Scientists show how time-restricted eating influences gene expression across more than 22 regions of the body and brain. The findings have implications for a wide range of health conditions where time-restricted eating has shown potential benefits, including diabetes, heart disease, hypertension, and cancer.
Numerous studies have shown health benefits of time-restricted eating including increase in life span. This research has made practices like "intermittent fasting" a hot topic in the wellness industry. However, exactly how it affects the body on the molecular level, and how those changes interact across multiple organ systems, has not been well understood.
Scientists have now shown how time-restricted eating influences gene expression across more than 22 regions of the body and brain. Gene expression is the process through which genes are activated and respond to their environment by creating proteins.
The findings, published in Cell Metabolism on January 3, 2023, have implications for a wide range of health conditions where time-restricted eating has shown potential benefits, including diabetes, heart disease, hypertension, and cancer.
The researchers found that there is a system-wide, molecular impact of time-restricted eating. Their results shed light on the importance of further investigation into how this nutritional intervention activates genes involved in specific diseases, such as cancer.

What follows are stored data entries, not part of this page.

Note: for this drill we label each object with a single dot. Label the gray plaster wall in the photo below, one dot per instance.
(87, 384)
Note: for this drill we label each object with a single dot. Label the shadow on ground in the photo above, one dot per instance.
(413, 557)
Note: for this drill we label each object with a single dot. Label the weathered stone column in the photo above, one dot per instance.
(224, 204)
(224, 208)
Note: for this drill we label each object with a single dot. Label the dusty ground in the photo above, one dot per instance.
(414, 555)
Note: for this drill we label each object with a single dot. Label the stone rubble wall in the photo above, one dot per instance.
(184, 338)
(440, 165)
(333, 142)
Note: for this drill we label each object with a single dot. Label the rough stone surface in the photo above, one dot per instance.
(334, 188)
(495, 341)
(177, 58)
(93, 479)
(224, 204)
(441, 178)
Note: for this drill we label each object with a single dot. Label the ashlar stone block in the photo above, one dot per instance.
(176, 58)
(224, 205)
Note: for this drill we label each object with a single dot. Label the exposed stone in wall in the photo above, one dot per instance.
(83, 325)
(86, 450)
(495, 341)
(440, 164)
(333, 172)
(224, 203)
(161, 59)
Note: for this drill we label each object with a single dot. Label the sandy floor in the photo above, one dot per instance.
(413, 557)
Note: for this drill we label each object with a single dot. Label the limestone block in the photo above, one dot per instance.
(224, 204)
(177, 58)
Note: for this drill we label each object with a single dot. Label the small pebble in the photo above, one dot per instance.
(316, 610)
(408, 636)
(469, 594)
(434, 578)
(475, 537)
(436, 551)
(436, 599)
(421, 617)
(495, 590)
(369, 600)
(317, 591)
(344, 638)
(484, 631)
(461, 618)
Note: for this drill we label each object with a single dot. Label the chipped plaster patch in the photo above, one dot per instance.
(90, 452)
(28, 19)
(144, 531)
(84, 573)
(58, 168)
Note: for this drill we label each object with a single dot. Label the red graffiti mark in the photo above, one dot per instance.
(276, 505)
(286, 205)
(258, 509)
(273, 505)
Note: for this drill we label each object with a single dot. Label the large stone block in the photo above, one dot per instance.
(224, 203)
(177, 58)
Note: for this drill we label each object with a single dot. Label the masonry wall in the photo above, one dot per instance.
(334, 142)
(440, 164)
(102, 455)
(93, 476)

The authors found that 70 percent of genes respond to time-restricted eating.
By changing the timing of food, they were able to change the gene expression, not just in the gut or in the liver, but also in thousands of genes in the brain.
Nearly 40 percent of genes in the adrenal gland, hypothalamus, and pancreas were affected by time-restricted eating. These organs are important for hormonal regulation. Hormones coordinate functions in different parts of the body and brain, and hormonal imbalance is implicated in many diseases from diabetes to stress disorders. The results offer guidance to how time-restricted eating may help manage these diseases.

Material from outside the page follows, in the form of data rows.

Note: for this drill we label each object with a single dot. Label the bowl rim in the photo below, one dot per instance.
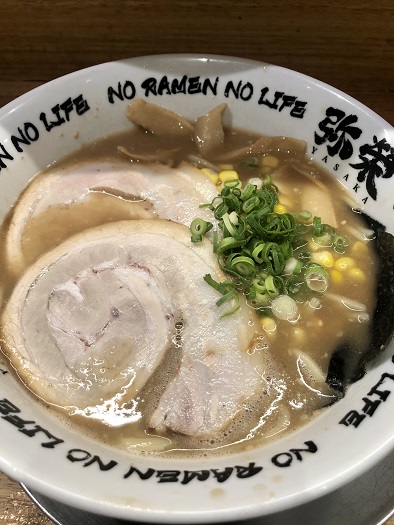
(313, 491)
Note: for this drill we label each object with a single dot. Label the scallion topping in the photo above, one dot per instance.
(262, 251)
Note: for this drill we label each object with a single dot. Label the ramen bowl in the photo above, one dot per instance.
(333, 450)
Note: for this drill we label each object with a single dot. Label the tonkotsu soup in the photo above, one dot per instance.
(182, 288)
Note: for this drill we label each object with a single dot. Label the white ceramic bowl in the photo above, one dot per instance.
(324, 455)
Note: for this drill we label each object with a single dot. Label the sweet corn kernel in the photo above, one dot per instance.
(226, 175)
(298, 336)
(270, 161)
(279, 208)
(268, 325)
(357, 274)
(344, 263)
(211, 174)
(336, 276)
(324, 258)
(360, 249)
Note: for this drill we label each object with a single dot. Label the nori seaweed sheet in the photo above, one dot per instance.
(345, 366)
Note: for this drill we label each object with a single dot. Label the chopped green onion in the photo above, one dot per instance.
(340, 244)
(263, 251)
(244, 266)
(196, 237)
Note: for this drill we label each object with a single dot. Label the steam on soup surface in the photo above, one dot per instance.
(157, 332)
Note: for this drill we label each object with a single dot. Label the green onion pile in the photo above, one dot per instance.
(262, 251)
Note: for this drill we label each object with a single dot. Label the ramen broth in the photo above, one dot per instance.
(294, 380)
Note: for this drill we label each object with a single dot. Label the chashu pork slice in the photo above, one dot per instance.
(87, 325)
(171, 193)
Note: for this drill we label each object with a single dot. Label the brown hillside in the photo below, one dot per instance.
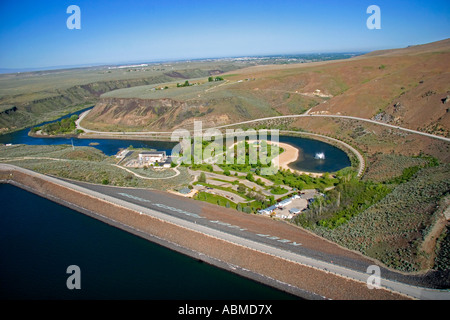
(407, 87)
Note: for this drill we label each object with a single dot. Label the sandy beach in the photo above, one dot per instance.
(289, 155)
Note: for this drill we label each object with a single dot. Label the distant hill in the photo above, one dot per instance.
(409, 87)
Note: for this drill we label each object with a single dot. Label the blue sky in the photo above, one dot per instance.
(34, 33)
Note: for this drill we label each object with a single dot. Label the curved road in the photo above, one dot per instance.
(410, 290)
(263, 119)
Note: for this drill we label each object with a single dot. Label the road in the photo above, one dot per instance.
(264, 119)
(181, 214)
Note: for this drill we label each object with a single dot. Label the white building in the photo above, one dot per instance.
(151, 157)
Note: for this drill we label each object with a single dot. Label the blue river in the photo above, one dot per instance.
(39, 239)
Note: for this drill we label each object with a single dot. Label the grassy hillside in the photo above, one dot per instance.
(34, 97)
(406, 87)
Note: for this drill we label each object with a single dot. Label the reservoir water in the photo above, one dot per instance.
(39, 239)
(335, 158)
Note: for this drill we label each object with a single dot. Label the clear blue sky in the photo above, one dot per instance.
(34, 33)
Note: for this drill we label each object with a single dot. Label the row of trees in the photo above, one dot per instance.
(212, 79)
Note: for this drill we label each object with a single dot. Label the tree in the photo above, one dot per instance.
(241, 188)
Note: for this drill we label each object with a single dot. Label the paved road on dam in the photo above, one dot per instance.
(256, 232)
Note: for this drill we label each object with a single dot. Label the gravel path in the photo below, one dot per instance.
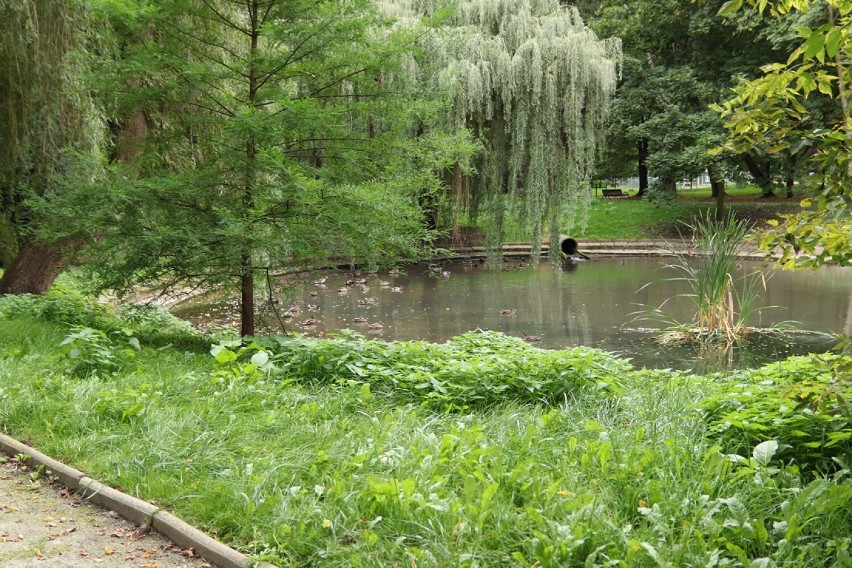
(43, 525)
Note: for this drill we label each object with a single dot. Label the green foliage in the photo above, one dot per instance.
(778, 111)
(531, 82)
(473, 370)
(804, 403)
(328, 472)
(67, 303)
(92, 351)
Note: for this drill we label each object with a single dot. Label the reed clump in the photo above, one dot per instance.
(723, 295)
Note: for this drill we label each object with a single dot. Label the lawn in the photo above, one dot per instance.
(632, 218)
(481, 452)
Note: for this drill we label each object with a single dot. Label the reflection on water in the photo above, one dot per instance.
(589, 303)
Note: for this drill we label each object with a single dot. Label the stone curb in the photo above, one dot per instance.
(133, 509)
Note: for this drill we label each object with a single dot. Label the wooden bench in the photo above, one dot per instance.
(607, 193)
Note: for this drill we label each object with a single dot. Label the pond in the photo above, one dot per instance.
(593, 303)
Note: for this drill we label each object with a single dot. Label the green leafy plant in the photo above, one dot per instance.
(475, 369)
(92, 351)
(805, 403)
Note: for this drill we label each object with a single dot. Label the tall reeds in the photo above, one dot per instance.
(724, 302)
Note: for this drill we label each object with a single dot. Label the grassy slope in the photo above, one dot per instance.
(333, 475)
(639, 219)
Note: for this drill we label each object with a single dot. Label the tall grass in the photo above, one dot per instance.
(305, 469)
(724, 302)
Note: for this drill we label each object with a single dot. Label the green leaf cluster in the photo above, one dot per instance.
(805, 403)
(473, 370)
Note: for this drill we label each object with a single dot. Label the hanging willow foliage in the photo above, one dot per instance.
(534, 84)
(47, 116)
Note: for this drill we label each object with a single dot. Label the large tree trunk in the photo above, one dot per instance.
(36, 266)
(642, 147)
(33, 270)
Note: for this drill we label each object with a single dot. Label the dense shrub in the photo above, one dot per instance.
(474, 369)
(802, 402)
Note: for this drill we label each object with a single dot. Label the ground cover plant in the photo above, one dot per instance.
(298, 452)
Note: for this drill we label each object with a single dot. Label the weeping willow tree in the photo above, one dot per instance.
(48, 121)
(533, 84)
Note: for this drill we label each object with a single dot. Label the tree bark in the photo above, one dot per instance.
(247, 327)
(717, 187)
(642, 147)
(762, 175)
(33, 270)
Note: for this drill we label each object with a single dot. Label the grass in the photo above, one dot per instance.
(630, 219)
(315, 465)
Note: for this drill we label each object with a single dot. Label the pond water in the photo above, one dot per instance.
(592, 303)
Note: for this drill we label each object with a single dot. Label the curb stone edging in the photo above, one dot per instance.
(133, 509)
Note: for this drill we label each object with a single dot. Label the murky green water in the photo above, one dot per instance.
(588, 303)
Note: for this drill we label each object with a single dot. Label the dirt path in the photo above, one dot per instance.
(43, 525)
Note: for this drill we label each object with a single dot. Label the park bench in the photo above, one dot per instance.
(607, 193)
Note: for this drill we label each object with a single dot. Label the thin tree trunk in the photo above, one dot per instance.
(642, 147)
(717, 185)
(247, 327)
(762, 175)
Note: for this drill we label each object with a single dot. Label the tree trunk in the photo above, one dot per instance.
(717, 187)
(33, 270)
(36, 266)
(762, 175)
(247, 263)
(642, 146)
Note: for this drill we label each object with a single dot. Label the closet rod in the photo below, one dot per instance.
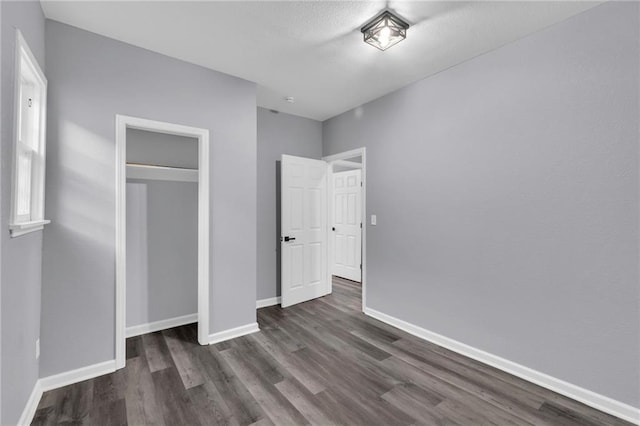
(176, 174)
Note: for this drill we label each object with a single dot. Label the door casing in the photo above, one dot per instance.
(123, 123)
(341, 157)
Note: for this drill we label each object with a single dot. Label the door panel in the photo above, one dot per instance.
(304, 224)
(347, 231)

Interestingly, not all sections of the digestive tract were affected equally. While genes involved in the upper two portions of the small intestine (the duodenum and jejunum) were activated by time-restricted eating, the ileum, at the lower end of the small intestine, was not. This finding could open a new line of research to study how jobs with shiftwork, which disrupts our 24-hour biological clock (called the circadian rhythm) impact digestive diseases and cancers. Previous research by the same research team showed that time-restricted eating improved the health of firefighters, who are typically shift workers.
The researchers also found that time-restricted eating aligned the circadian rhythms of multiple organs of the body. Circadian rhythm patterns are ubiquitous throughout body cells. Time-restricted eating synchronized these rhythms to have two major "waves": one during fasting, and another just after eating. The hypothesis is that these waves allow the body to coordinate different processes simultaneously.
The research was supported by the National Institute of Health.